Performance measures describe how well the system performs.

Examples include:

Context Performance Measures
Queueing system average waiting time, queue length
Inventory system stockout probability, holding cost
EV charging station customer waiting time, charger utilisation
Traffic system congestion, travel time
Machine learning prediction accuracy, validation loss
TipImportant

A simulation model may have many outputs, but optimisation requires us to define what β€œbest” means.

For example, minimising waiting time may conflict with minimising cost.

A Simple Optimisation View

Suppose \(x\) represents a decision variable, such as the number of servers in a queue.

Let \(Y(x)\) be the simulation output for decision \(x\), such as average waiting time.

A simple simulation optimisation problem can be written as

\[ \min_x \; \mathbb{E}[Y(x)]. \]

That is, we want to find the decision \(x\) that minimises the expected simulation output.

In practice, we do not know \(\mathbb{E}[Y(x)]\) exactly. We estimate it by running simulations.

If we run \(R\) replications for decision \(x\), then

\[ \widehat{\mathbb{E}}[Y(x)] = \frac{1}{R} \sum_{r=1}^R Y_r(x). \]

This means optimisation is based on estimated performance, not exact performance.

WarningSimulation Output Is Noisy

Simulation outputs are random. A decision may look best in one set of simulation runs simply due to random variation.

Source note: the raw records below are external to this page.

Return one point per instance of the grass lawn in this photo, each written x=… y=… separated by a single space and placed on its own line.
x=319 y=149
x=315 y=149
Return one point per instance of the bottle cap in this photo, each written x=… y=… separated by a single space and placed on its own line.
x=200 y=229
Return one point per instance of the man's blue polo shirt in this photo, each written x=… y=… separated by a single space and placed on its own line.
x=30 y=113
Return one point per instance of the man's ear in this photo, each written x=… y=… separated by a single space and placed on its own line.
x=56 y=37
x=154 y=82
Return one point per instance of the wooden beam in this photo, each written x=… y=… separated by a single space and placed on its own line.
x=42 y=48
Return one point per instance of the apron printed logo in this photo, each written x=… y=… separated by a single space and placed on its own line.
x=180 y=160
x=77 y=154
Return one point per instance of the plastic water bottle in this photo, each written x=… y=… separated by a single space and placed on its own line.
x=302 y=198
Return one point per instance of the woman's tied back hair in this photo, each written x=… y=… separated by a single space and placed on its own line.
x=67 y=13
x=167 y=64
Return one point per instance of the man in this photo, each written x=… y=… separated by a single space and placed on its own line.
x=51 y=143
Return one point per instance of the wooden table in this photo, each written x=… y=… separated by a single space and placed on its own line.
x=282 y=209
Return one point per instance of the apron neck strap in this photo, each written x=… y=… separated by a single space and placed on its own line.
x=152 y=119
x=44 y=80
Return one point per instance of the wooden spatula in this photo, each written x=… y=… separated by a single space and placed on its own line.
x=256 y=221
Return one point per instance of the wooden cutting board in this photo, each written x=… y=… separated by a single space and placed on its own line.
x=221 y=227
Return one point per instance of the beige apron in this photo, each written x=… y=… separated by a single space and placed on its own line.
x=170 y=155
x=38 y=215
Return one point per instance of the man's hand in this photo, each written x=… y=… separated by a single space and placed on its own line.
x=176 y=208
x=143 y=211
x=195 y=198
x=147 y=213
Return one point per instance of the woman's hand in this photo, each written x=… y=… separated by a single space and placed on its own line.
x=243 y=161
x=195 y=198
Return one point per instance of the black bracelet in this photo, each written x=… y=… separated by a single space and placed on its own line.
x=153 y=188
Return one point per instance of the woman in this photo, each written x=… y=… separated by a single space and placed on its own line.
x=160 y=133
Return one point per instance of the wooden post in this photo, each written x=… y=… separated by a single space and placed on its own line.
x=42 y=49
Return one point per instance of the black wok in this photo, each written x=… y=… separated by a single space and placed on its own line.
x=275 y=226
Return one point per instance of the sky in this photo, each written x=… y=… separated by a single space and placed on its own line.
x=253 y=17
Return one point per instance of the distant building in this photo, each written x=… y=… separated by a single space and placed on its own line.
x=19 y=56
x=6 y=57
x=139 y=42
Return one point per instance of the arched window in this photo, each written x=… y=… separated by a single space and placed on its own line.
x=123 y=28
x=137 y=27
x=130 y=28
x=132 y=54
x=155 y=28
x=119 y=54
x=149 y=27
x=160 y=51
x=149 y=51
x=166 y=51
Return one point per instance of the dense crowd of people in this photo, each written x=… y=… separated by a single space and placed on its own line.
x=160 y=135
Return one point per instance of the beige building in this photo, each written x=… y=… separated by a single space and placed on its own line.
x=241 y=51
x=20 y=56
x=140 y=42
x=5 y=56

For this reason, simulation optimisation should use enough replications and report uncertainty where possible.

Comparing Candidate Designs

A simple way to perform simulation optimisation is to compare a small number of candidate designs.

For example, suppose we simulate a queueing system with different numbers of servers.

Number of Servers Mean Waiting Time Standard Error
1 18.4 1.2
2 9.2 0.8
3 5.1 0.5
4 4.7 0.4

At first glance, 4 servers gives the shortest waiting time. However, the improvement from 3 servers to 4 servers may be small compared with the extra cost.

Thus, the best practical decision may be 3 servers rather than 4.

NotePractical Interpretation

Simulation optimisation is not always about finding the mathematical minimum. Often, it is about finding a good trade-off between performance, cost, risk, and practicality.

This leads to multi-objective optimisation, where we consider multiple performance measures and constraints. However, this is outside the scope of this course.

Hyperparameter Tuning as Simulation Optimisation

Simulation optimisation also appears in machine learning.

Many machine learning algorithms have hyperparameters, which are settings chosen before training the model.

Examples include:

Model Hyperparameters
Decision tree maximum depth, minimum split size
Random forest number of trees, number of variables sampled
Neural network learning rate, number of layers
Support vector machine cost parameter, kernel parameter

Hyperparameter tuning is similar to simulation optimisation:

  1. choose a set of hyperparameters;
  2. train the model;
  3. evaluate performance on validation data;
  4. compare results;
  5. choose the best setting.

The performance estimate is often noisy because it depends on random train/test splits, stochastic algorithms, or resampling procedures.